[PATCH 2/3] skip_prolgoue (amd64)
Yao Qi
yao@codesourcery.com
Thu Dec 5 01:21:00 GMT 2013
On 12/04/2013 08:07 PM, Pedro Alves wrote:
> It can still help for the duration of the command, or for the
> duration of the event handling. GDB might end up reading the
> same locations more than once while doing either. Also, the
> overfetching can still help anyway. E.g., in the prologue
> analyzers while handling each event.
While handling an event, if another thread is still running, we still
can't use cache.
>
> Actually "non-stop", vs "all-stop" here isn't the ideal
> predicate. The real predicate is "is any thread running".
> "non-stop" is just being currently used in
> prepare_execute_command as proxy for that, just because
> that was the easiest.
>
Beside the predicate "is any thread running", another is "no thread is
resumed since last flushing". Cache should be flushed when either is
true.
> On 12/04/2013 02:33 AM, Yao Qi wrote:
>
>> >@@ -2806,6 +2807,16 @@ fetch_inferior_event (void *client_data)
>> >
>> > overlay_cache_invalid = 1;
>> >
>> >+ if (non_stop)
>> >+ {
>> >+ /* In non-stop mode, one thread stops and caches the contents of
>> >+ stack or code, while other running threads may change the
>> >+ code (through JIT) or stack. The target cache can get stale
>> >+ without us being able to detect it. Flush target cache
>> >+ before handling each event. */
>> >+ target_dcache_invalidate ();
>> >+ }
> I don't actually think this should be gated on non-stop. It
Right, "non-stop" is not a proper condition here.

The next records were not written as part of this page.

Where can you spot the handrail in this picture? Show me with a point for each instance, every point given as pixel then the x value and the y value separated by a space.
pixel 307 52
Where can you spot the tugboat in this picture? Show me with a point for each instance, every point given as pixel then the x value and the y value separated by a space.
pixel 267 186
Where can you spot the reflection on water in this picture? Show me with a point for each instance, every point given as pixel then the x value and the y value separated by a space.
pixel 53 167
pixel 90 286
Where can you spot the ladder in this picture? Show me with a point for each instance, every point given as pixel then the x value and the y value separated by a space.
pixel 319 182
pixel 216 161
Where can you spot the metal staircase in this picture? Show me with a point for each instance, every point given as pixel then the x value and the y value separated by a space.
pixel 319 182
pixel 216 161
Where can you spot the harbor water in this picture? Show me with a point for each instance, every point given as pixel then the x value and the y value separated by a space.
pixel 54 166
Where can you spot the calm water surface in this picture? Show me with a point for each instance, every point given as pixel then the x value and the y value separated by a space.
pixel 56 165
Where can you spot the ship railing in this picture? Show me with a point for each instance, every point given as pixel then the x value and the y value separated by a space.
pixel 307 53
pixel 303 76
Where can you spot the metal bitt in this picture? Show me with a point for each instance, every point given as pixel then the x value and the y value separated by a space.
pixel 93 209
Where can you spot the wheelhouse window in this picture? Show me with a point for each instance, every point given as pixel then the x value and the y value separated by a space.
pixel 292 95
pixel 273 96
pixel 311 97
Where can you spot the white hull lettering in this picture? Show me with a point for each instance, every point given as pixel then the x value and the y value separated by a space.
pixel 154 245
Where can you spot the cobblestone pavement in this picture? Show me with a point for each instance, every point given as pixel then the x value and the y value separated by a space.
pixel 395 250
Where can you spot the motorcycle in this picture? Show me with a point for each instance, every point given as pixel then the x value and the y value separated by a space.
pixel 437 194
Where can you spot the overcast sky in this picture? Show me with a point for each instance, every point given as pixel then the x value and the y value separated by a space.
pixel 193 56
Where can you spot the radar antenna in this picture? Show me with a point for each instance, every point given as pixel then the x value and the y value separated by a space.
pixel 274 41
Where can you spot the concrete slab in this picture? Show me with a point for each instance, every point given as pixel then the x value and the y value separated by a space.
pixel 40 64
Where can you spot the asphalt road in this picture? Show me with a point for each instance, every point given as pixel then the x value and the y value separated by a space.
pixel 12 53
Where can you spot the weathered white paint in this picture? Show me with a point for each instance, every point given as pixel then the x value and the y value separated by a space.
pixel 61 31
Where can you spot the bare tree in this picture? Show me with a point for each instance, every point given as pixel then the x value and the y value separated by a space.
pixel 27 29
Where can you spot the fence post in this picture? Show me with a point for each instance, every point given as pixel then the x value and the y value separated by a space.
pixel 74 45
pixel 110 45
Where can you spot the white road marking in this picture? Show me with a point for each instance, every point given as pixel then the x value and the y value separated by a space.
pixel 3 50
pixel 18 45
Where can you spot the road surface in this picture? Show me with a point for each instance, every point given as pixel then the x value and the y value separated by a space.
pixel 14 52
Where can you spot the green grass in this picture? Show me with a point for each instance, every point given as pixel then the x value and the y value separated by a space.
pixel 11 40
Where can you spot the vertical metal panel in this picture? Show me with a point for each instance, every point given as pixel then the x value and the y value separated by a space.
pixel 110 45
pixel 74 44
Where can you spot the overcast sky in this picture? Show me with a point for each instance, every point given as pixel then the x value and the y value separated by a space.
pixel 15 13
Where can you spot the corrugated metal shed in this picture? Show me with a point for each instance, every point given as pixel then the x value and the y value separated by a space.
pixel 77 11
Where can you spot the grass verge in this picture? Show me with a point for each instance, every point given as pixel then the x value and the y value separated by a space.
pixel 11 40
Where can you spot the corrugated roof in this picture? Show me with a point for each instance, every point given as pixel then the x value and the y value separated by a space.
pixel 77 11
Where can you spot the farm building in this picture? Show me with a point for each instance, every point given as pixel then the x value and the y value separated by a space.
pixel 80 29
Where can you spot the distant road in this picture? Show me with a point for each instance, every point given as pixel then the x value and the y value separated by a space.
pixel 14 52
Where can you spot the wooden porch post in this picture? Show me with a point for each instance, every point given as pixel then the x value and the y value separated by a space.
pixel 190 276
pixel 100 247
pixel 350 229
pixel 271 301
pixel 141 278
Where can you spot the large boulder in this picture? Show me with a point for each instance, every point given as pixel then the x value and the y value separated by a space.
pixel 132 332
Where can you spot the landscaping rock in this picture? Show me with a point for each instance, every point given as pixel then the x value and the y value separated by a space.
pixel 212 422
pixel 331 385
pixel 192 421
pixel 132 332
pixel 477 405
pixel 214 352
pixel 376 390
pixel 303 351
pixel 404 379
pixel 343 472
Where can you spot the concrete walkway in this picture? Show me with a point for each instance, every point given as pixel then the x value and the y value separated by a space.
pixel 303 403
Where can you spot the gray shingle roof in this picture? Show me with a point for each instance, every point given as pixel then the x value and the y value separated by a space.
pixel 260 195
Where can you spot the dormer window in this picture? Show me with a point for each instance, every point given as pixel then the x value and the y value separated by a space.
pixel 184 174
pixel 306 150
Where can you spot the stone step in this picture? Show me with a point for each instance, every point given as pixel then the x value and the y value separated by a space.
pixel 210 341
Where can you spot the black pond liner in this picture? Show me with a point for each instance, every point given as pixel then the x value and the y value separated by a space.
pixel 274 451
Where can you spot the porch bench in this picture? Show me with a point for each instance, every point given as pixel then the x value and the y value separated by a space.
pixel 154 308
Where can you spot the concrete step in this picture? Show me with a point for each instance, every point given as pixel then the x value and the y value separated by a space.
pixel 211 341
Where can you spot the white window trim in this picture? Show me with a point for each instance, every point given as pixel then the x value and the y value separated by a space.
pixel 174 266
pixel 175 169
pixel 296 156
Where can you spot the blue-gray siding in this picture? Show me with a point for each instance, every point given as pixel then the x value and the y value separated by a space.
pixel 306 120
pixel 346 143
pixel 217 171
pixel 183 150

> should be unconditional. I mentioned before that it'd be most
> visible with non-stop, but that doesn't imply it's not
> visible with all-stop. If we're seeing or going to wait for
> a target event, it's because the target was running,
> irrespective of all-stop/non-stop. I really think we
That is true, but once we got a target event, target(or thread in the
target) may not stop. It is still unsafe to use cache.